Choline metabolism was examined in spinach (Spinacia oleracea L.) plants growing under nonsaline and saline conditions. In spinach, choline is required for phosphatidylcholine synthesis and as a precursor for the compatible osmolyte glycine betaine (betaine). When control (nonsalinized) leaf discs were incubated for up to 2 h with [1,2-14C]ethanolamine, label appeared in the N-methylated derivatives of phosphoethanolamine including phosphomono-, phosphodi-, and phosphotri- (i.e. phosphocholine) methyl-ethanolamine, as well as in choline and betaine, whereas no radioactivity could be detected in the mono- and dimethylated derivatives of the free base ethanolamine. Leaf discs from salinized plants showed the same pattern of labeling, although the proportion of label that accumulated in betaine was almost 3-fold higher in the salinized leaf discs. Enzymes involved in choline metabolism were assayed in crude leaf extracts of plants. The activites of ethanolamine kinase and of the three S-adenosylmethionine:phospho-base N-methyltransferase enzymes responsible for N-methylating phosphoethanolamine to phosphocholine were all higher in extracts of plants salinized step-wise to 100, 200, or 300 mM NaCI compared with controls. In contrast, choline kinase, phosphocholine phosphatase, and cytidine 5[prime]-triphosphate: phosphocholine cytidylyltransferase activities showed little variation with salt stress. Thus, the increased diversion of choline to betaine in salt-stressed spinach appears to be mediated by the increased activity of several key enzymes involved in choline biosynthesis.     
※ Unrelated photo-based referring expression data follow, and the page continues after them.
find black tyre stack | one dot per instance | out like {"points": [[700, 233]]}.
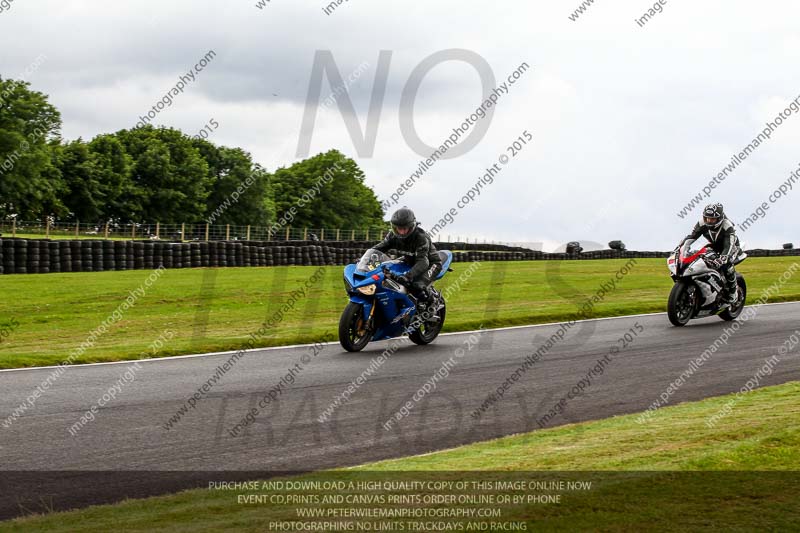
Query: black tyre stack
{"points": [[8, 256], [21, 256]]}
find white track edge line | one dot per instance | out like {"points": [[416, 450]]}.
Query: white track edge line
{"points": [[231, 352]]}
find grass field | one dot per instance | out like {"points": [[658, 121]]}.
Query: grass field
{"points": [[216, 309], [672, 474]]}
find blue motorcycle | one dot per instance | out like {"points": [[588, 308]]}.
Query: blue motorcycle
{"points": [[381, 308]]}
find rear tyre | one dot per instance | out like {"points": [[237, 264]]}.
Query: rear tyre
{"points": [[354, 332], [733, 312], [426, 332], [682, 303]]}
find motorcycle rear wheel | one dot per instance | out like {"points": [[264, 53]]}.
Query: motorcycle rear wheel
{"points": [[354, 333], [682, 303], [733, 312], [429, 330]]}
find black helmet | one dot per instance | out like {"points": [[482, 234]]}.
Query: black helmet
{"points": [[403, 222], [713, 215]]}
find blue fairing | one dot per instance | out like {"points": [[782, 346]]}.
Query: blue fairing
{"points": [[393, 307], [447, 258]]}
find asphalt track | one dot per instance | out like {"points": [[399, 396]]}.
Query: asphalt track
{"points": [[127, 452]]}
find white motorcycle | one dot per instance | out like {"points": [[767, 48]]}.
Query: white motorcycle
{"points": [[700, 287]]}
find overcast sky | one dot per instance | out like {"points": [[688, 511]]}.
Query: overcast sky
{"points": [[629, 122]]}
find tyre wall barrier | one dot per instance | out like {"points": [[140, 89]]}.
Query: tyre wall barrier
{"points": [[40, 256]]}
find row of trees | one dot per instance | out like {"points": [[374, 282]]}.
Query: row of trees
{"points": [[160, 174]]}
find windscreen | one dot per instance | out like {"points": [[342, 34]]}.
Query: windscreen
{"points": [[371, 260]]}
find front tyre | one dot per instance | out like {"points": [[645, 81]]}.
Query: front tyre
{"points": [[354, 331], [682, 302], [429, 329], [733, 312]]}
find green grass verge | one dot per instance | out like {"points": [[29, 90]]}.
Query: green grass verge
{"points": [[57, 312], [671, 474]]}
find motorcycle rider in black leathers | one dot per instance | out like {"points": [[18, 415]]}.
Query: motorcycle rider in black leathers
{"points": [[721, 233], [408, 238]]}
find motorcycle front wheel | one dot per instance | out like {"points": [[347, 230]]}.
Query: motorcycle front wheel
{"points": [[354, 331], [682, 303]]}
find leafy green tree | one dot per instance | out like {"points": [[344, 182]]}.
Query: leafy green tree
{"points": [[83, 195], [170, 176], [239, 189], [30, 183], [113, 169], [328, 191]]}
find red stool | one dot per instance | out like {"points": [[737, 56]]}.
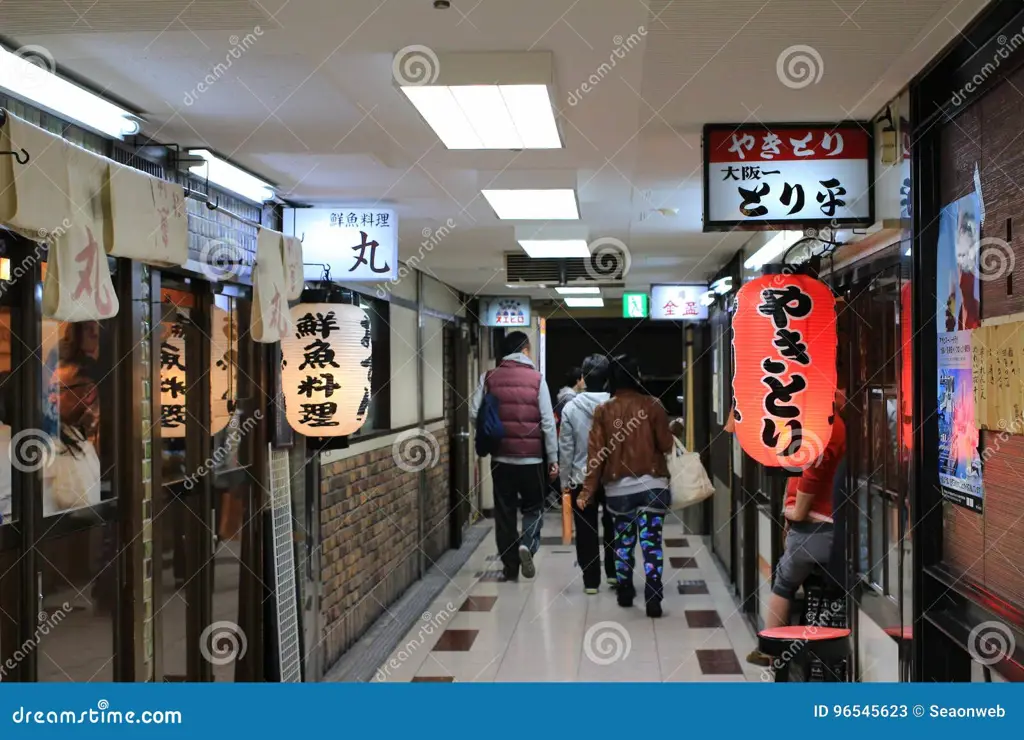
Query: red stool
{"points": [[904, 640], [829, 645]]}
Regulation of betaine synthesis by precursor supply and choline monooxygenase expression in Amaranthus tricolor

In plants, betaine is synthesized upon abiotic stress via choline oxidation, in which choline monooxygenase (CMO) is a key enzyme. Although it had been thought that betaine synthesis is well regulated to protect abiotic stress, it is shown here that an exogenous supply of precursors such as choline, serine, and glycine in the betaine-accumulating plant Amaranthus tricolor further enhances the accumulation of betaine under salt stress, but not under normal conditions. Addition of isonicotinic acid hydrazide, an inhibitor of glycine decarboxylase, inhibited the salinity-induced accumulation of betaine. Salt-induced accumulation of A. tricolor CMO (AmCMO) and betaine was much slower in roots than in leaves, and a transient accumulation of proline was observed in the roots. Antisense expression of AmCMO mRNA suppressed the salt-induced accumulation of AmCMO and betaine, but increased the level of choline approximately 2- 3-fold. This indicates that betaine synthesis is highly regulated by AmCMO expression. The genomic DNA, including the upstream region (1.6 kbp), of AmCMO was isolated. Deletion analysis of the AmCMO promoter region revealed that the 410 bp fragment upstream of the translation start codon contains the sequence responsive to salt stress. These data reveal that the promoter sequence of CMO, in addition to precursor supply, is important for the accumulation of betaine in the betaine-accumulating plant A. tricolor.